Barella 8 Fuori Lautaro e Dimarco, è lui il capitano e leader, si prende la squadra sulle spalle e la carica, se tutti avessero la sua reattività.. Se c’era Matthaus in tribuna, sicuramente avrà apprezzato il suoi lanci di 60 metri e la sua caparbietà. Un gol e due azioni gol innescate da lui.
Zielinski 6,5 E’ lo zio linski a snellire un giro-palla talvolta macchinoso della squadra facendo scorrere più veloce la palla sull’erba, poi fa sbucare un’altra talpa in area di rigore, ormai un assist a partita. Anche un paio di sbavature e non caldissimo al tiro.
Mikhitaryan 6 Quando Bastoni scivola a sinistra si accentra tra le linee, non sempre visto dai compagni, prima partita da titolare in stagione per lui, quindi anche lui abbastanza compassato, ma ci prova pericolosamente al tiro più volte, dove sembra già abbastanza caldo in questo fondamentale.
Carlos Augusto 7,5 E’ il suo momento., due gol in due partite da ViceDimarco, ma quello che impressiona è l’upgrade rispetto all’anno scorso nella personalità, nell’autorevolezza, per il resto è sempre al posto giusto al momento giusto e dovrà insegnare a Diouf come si fanno le diagonali difensive.
Pio 6,5 Nella prima parte di gara è quasi sacrificato praticamente da seconda punta, le gerarchie per di più sono chiare, la precedenza del passaggio è a Thuram da parte dei compagni, ma il soldato Pio sa attendere e nella ripresa si prende le sue soddisfazioni.
Thuram 7 La sua percentuale realizzativa sta decisamente aumentando quest’anno, già in discreta condizione per aver fatto i mondiali.
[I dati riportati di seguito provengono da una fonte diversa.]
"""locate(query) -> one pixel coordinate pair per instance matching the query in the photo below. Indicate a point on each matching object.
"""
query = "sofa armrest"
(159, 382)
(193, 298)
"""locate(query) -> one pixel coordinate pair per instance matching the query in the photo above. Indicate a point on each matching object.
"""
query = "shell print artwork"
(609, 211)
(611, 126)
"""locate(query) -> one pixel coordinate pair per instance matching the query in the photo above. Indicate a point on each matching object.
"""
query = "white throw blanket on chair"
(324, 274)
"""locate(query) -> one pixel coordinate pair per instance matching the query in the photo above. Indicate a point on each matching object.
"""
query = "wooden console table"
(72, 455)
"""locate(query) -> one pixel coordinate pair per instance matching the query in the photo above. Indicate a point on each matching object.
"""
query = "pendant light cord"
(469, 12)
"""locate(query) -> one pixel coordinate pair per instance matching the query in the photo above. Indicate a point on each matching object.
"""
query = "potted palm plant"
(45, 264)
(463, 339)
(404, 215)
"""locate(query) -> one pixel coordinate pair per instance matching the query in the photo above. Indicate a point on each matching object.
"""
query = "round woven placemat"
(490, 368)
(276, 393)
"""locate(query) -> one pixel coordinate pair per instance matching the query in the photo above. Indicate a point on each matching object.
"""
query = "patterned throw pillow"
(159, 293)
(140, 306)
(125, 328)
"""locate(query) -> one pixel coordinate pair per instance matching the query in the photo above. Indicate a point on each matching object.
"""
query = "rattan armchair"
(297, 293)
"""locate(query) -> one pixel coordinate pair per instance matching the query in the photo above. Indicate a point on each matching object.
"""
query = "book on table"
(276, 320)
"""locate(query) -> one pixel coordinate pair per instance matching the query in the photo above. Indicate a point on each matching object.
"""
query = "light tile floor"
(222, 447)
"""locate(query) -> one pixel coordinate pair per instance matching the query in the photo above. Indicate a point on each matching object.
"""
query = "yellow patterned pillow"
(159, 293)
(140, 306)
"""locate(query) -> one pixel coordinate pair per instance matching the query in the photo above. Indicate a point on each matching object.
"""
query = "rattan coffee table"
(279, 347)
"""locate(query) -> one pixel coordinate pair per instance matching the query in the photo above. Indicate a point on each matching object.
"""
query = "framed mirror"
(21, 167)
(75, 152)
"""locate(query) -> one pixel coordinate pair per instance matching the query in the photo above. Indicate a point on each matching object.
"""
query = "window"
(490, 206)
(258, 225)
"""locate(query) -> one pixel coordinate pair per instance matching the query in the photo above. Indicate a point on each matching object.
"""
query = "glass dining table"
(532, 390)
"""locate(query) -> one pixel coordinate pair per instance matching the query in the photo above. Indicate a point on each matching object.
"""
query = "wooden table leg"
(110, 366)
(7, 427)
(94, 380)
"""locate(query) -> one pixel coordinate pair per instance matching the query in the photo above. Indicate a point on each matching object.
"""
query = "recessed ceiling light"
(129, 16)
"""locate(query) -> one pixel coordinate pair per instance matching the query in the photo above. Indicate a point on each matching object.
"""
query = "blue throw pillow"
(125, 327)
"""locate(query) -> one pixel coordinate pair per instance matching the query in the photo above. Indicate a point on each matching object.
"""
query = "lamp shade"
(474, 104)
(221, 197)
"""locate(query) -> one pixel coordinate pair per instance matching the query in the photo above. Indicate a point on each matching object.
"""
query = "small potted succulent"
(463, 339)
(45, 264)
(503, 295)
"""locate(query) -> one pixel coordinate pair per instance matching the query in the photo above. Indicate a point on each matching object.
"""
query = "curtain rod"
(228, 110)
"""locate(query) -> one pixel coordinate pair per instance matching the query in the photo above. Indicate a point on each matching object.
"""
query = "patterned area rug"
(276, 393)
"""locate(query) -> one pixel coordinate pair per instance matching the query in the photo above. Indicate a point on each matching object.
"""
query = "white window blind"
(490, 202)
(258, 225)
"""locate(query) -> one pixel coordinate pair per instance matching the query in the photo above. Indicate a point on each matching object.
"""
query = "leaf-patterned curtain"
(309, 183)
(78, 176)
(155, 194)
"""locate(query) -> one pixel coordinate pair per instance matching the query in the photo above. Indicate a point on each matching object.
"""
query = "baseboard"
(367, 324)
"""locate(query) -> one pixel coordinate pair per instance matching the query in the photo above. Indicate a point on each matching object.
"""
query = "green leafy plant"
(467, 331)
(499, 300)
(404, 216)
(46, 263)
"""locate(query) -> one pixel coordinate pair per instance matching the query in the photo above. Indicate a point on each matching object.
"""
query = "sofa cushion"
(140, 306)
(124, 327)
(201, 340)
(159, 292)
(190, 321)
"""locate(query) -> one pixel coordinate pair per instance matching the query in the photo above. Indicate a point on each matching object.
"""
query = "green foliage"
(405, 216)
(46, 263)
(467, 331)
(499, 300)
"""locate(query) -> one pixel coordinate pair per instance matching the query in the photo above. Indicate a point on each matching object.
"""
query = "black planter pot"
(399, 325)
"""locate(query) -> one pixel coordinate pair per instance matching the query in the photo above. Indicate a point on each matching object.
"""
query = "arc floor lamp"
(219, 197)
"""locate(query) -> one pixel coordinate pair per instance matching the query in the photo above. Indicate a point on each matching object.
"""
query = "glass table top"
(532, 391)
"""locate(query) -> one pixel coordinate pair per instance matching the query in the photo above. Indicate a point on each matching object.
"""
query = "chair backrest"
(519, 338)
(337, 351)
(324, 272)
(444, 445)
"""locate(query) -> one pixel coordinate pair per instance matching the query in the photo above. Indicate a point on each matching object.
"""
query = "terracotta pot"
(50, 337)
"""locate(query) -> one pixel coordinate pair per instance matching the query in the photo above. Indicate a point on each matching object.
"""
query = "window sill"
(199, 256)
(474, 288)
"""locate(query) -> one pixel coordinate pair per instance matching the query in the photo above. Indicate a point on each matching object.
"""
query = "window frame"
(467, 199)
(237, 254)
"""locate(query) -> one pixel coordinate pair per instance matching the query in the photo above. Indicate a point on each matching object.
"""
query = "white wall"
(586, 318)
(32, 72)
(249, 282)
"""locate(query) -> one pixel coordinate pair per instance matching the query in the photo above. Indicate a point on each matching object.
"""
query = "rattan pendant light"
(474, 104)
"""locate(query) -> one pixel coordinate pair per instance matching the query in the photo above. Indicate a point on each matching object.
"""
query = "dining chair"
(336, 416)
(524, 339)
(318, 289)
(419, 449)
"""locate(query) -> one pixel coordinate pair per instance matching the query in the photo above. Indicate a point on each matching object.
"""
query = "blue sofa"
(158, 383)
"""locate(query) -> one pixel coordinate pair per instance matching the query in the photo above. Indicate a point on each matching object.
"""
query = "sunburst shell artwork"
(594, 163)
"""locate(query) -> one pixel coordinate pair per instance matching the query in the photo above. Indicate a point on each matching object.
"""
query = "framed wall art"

Poi quando si defila all’ala succede sempre qualcosa di interessante. Ma sta diventando sempre più anche uomo d’area. Di piede o di testa non fa differenza.
Pavard 6 Sarà l’acquisto in più di questa stagione, sembrava ormai lontano da Milano, invece anche il pubblico lo ha perdonato, dopo lo spogliatoio.
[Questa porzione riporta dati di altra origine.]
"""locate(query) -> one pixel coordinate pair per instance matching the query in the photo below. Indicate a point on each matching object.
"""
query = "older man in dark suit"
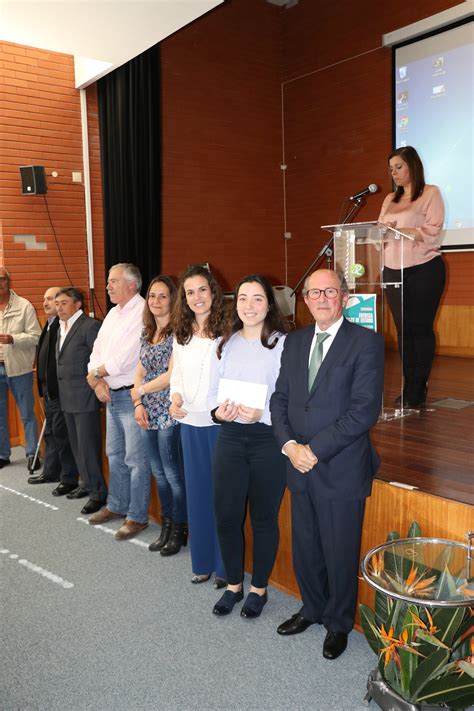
(59, 463)
(327, 398)
(78, 402)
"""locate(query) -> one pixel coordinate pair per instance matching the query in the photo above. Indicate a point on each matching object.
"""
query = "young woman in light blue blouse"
(151, 397)
(248, 465)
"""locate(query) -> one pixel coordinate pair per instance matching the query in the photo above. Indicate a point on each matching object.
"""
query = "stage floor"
(432, 450)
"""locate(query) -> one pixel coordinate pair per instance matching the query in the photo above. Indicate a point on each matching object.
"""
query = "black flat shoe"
(177, 538)
(92, 506)
(334, 645)
(295, 625)
(63, 489)
(41, 479)
(29, 464)
(254, 605)
(225, 604)
(77, 493)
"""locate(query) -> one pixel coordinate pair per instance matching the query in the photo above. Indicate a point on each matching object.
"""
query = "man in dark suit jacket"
(59, 464)
(78, 402)
(328, 395)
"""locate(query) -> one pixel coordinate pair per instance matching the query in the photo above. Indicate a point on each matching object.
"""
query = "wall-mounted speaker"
(33, 180)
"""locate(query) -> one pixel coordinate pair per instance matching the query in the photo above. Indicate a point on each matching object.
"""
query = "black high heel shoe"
(164, 535)
(198, 579)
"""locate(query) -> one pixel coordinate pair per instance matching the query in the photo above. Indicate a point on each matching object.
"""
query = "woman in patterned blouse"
(161, 432)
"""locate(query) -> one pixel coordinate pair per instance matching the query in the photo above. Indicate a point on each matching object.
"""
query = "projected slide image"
(433, 111)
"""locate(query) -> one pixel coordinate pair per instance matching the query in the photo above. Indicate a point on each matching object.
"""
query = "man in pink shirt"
(112, 366)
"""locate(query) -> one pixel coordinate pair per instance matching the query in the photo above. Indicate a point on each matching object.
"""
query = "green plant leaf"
(369, 627)
(463, 703)
(447, 587)
(449, 620)
(383, 607)
(408, 660)
(395, 618)
(414, 531)
(431, 639)
(445, 690)
(465, 630)
(466, 667)
(392, 677)
(427, 670)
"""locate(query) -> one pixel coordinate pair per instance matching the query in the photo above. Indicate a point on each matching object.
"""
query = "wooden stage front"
(432, 451)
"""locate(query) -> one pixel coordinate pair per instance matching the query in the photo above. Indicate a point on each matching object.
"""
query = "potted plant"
(425, 657)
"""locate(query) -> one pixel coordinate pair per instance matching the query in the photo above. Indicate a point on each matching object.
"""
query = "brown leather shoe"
(129, 529)
(104, 515)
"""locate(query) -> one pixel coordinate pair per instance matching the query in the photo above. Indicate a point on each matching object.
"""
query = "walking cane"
(31, 468)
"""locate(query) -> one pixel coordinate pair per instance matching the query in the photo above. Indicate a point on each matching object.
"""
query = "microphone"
(372, 188)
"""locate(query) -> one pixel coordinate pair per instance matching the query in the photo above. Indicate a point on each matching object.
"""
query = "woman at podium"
(417, 210)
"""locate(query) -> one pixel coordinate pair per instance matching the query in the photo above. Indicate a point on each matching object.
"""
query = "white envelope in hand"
(242, 393)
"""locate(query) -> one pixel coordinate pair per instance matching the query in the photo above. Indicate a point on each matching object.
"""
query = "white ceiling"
(101, 34)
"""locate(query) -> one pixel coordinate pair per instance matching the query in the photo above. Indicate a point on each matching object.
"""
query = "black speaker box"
(33, 180)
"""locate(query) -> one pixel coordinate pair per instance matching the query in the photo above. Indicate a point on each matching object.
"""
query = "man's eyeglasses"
(329, 293)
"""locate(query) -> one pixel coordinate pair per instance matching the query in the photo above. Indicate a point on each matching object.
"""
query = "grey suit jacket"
(75, 395)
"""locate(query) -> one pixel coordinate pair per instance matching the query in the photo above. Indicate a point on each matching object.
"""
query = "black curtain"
(130, 134)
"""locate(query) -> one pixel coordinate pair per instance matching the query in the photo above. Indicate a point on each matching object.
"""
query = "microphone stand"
(327, 249)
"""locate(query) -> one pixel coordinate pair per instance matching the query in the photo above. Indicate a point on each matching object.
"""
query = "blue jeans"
(22, 390)
(129, 469)
(163, 447)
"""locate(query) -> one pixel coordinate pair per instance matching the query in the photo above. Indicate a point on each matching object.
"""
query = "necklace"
(187, 399)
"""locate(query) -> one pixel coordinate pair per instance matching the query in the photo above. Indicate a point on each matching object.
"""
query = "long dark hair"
(417, 173)
(274, 322)
(183, 318)
(149, 322)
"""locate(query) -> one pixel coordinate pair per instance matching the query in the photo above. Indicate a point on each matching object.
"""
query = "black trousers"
(326, 547)
(85, 435)
(59, 463)
(423, 287)
(248, 465)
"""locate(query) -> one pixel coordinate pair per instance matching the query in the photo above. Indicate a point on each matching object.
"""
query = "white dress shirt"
(65, 326)
(332, 330)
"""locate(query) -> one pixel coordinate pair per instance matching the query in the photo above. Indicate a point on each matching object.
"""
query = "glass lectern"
(359, 254)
Jones 6 Entra e induce subito l’azione del 4-2, partecipa anche al 5-2, in campo è un razzetto, che scatto, ma siamo ancora all’antipasto.
Bonny 6,5 Per lui finora solo scampoli di partita, ma non passa mai inosservato. Il suo volto è quello di chi sa soffrire, in fascia sa anche crossare dal fondo, in area non perdona mai. meriterebbe una gara dall’inizio, ma come fare con questo parco attaccanti?
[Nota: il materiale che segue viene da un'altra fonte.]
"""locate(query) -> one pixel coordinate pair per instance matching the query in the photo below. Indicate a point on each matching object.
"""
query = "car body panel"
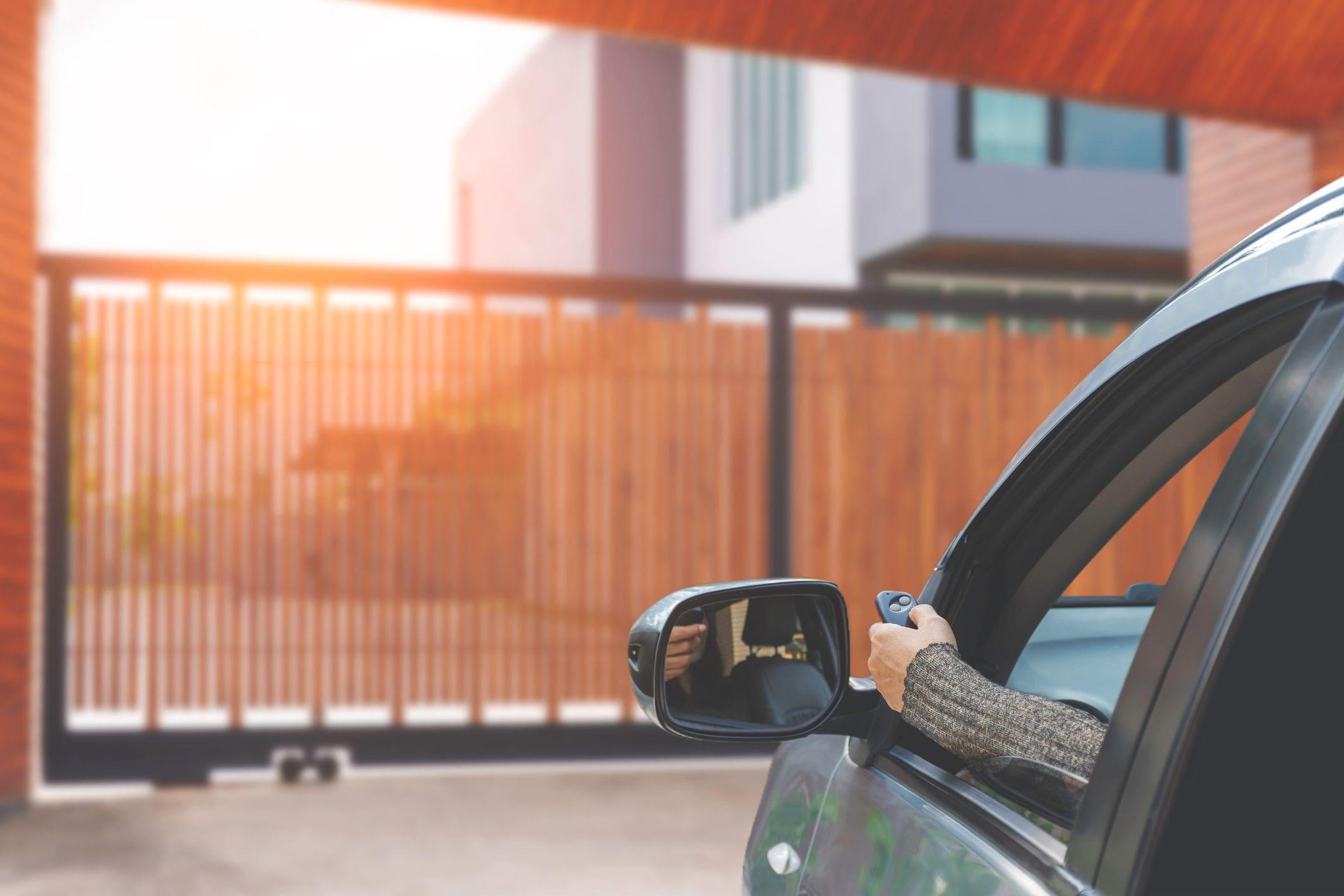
(1297, 253)
(871, 835)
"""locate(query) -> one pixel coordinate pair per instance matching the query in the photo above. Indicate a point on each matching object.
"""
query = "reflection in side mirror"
(1040, 788)
(742, 660)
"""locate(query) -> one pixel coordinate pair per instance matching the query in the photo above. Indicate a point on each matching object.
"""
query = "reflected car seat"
(779, 691)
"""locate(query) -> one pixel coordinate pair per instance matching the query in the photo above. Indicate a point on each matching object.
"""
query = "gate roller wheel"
(291, 769)
(327, 767)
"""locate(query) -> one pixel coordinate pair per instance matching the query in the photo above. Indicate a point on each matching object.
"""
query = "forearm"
(976, 719)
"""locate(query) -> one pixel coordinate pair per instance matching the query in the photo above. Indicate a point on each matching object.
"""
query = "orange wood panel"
(1189, 57)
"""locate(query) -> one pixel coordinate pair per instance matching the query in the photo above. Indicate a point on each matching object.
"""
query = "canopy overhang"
(1251, 61)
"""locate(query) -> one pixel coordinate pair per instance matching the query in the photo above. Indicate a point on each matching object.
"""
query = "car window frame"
(1233, 544)
(1081, 859)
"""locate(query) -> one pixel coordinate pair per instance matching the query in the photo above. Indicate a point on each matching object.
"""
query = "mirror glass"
(753, 664)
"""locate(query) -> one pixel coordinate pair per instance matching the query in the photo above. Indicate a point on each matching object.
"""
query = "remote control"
(895, 606)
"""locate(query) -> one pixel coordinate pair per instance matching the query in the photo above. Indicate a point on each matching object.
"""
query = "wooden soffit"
(1257, 61)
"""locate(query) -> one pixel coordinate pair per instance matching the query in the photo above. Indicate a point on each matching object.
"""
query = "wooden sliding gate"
(413, 513)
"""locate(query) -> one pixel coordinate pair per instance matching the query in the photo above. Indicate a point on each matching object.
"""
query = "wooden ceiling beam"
(1254, 61)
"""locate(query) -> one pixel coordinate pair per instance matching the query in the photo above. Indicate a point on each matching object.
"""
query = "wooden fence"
(297, 504)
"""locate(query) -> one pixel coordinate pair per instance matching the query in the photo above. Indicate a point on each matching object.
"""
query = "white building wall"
(530, 163)
(804, 237)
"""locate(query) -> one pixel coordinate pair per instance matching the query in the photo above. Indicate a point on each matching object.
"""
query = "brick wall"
(18, 217)
(1239, 177)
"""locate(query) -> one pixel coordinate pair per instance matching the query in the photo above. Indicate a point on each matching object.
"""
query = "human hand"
(893, 648)
(683, 649)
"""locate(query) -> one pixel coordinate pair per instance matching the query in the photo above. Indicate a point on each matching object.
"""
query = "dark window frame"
(1172, 150)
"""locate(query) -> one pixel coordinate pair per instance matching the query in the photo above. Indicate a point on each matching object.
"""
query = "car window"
(1082, 584)
(1082, 648)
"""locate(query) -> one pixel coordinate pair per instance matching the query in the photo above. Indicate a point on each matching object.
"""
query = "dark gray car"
(1219, 686)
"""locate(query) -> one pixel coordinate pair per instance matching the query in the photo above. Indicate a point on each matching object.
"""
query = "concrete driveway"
(658, 829)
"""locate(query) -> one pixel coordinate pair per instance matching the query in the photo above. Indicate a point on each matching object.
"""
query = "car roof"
(1300, 248)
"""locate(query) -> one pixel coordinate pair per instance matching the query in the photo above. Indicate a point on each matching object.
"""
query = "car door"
(904, 820)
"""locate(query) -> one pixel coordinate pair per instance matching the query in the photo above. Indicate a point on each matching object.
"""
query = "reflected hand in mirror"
(686, 648)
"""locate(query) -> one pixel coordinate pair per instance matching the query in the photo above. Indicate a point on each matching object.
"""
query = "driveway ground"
(671, 829)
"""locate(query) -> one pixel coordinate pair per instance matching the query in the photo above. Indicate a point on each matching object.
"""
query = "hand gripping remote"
(895, 606)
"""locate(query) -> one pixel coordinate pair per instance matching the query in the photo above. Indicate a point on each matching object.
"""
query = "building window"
(1006, 128)
(1009, 128)
(767, 127)
(1109, 138)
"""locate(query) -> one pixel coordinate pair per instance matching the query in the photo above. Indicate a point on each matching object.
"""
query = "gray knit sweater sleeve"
(978, 719)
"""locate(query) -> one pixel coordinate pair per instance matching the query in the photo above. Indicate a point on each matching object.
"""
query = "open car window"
(1038, 605)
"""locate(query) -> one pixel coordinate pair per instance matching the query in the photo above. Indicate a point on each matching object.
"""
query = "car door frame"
(1230, 547)
(1111, 855)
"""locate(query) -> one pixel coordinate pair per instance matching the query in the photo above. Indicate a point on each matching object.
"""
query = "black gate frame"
(174, 757)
Dimarco 6 Sembra in palla, infortunio smaltito.
Stamkovic 6 Prende un palo su punizione. Per il momento Chivu lo conserva.
Chivu 6,5 Aveva fatto pretattica quando aveva detto che Carlos ormai lo vedeva solo come terzo di difesa, invece è l’talo-brasiliano il viceDimarco e il mancino è fatato pure il suo. Quindi nelle sue graduatorie, di Chivu intendo, scende un po’ Luis Enrique al momento. Con Dimarco menomato dalla panchina, si prende il suo rischio a far riposare anche Lautaro e Calhanoglu, schierando anche due giocatori alla loro prima partita dal primo minuto in stagione come Stones e Mikhitaryan, turn-over massiccio dunque, ma alla fine per vie traverse la squadra lo ripaga. Ma ora il dilemma della settimana sarà chi schierare in porta sabato a Roma, l’ex laziale Provedel o confermare fiducia a Martinez? A lui la scelta. Sarà la sua risposta definitiva?